On the domestic side, Gould Paper took a number of steps in 2002 and 2003. It formed a pair of new divisions. One of them, Gould North America, was established in the Boston area to service U.S. catalog, magazine, and newspaper publishers. Gould International Packaging, meanwhile, was formed in Greenwich, Connecticut, to sell paperboard used in the food-service, folding carton, and corrugated industries, as well as providing some plastic products used in the packaging industry. Later in the year, Gould Paper acquired the Town Paper Corporation division Paper Dynamix, which bought and sold mill closeouts, side trims, excess inventory, and other clearance items from major mills as well as other sources. In 2003 Gould Paper established a joint venture with New Jersey-based Siclar Corporation to operate a pair of rotary sheeters to provide contract paper converting servicessuch as sheeting, cutting and trimming, and cartoningto paper mills, paper merchants, brokers, and end users in the New York City area. Also in 2003, the Miami operation bought a sheeter and launched a new subsidiary, Alliance Converting, to serve printing customers in south Florida.

Gould Paper made advances both home and abroad in 2004. Early in the year WWF UK completed a friendly takeover of Salehurst Group, a United Kingdom-based paper merchant. Not only did Gould Paper strengthen its position in the United Kingdom, it gained a French paper distributor, Gallium EURL, operating out of Paris. This was followed by the creation of a new subsidiary, WWF Paper & Board Limited, to add an operation in Brentwood, Essex, in the United Kingdom. Gould Paper's position in the country was further strengthened with the acquisition of Price & Pierce, a London Stock Exchange-listed paper merchant with a history that dated back to 1869. Price & Pierce also brought with it operations in Helsinki, Dubai, Singapore, Shanghai, Hong Kong, and Auckland. As a result, Gould Paper was well positioned to operate in an increasingly global marketplace.

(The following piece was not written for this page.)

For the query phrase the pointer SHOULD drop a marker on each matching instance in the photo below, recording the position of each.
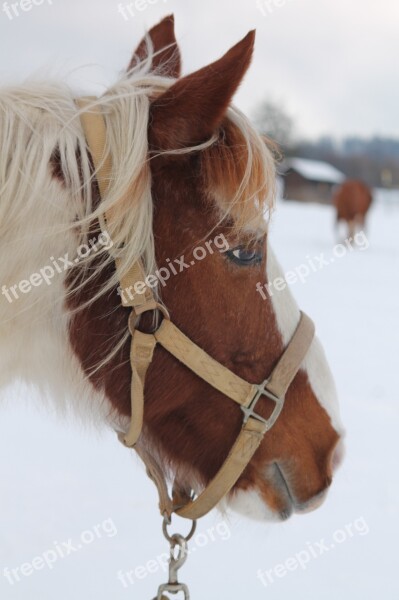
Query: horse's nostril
(337, 456)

In 2005 the company merged its business papers divisions to form Gould Office Papers. Gould Paper completed another acquisition in February 2006, buying Missouri-based Boone Paper company, which was folded into subsidiary BRW Paper Co. to supplement Gould's Midwest business.

PRINCIPAL SUBSIDIARIES

BRW Paper Co., Inc.; Price & Pierce International Inc.; Gallium EURL; WWF International Ltd.

PRINCIPAL COMPETITORS

Cascades Inc.; International Paper Company; Sappi Fine Paper North America.

FURTHER READING

Ackland, Bruce, "Harry's Game," Office Products International, May 2006, p. 30.

Clinkunbroomer, Jeanette, "Gould, WWF Join Forces to Achieve Critical Mass," Printing News, December 18, 2000.

Hays, Kathy, "Harry Knows Paper," UPM Magazine, June 2005, p. 14.

Larkin, Jim, "Gould Outlines Invasion Plans," Printing World, August 5, 2002, p. 13.

Perone, Michael T., "Gould Paper Corp. Proudly Rolls Out Innovative 'MOM and POP' Program," Printing News, August 28, 2000, p. 11.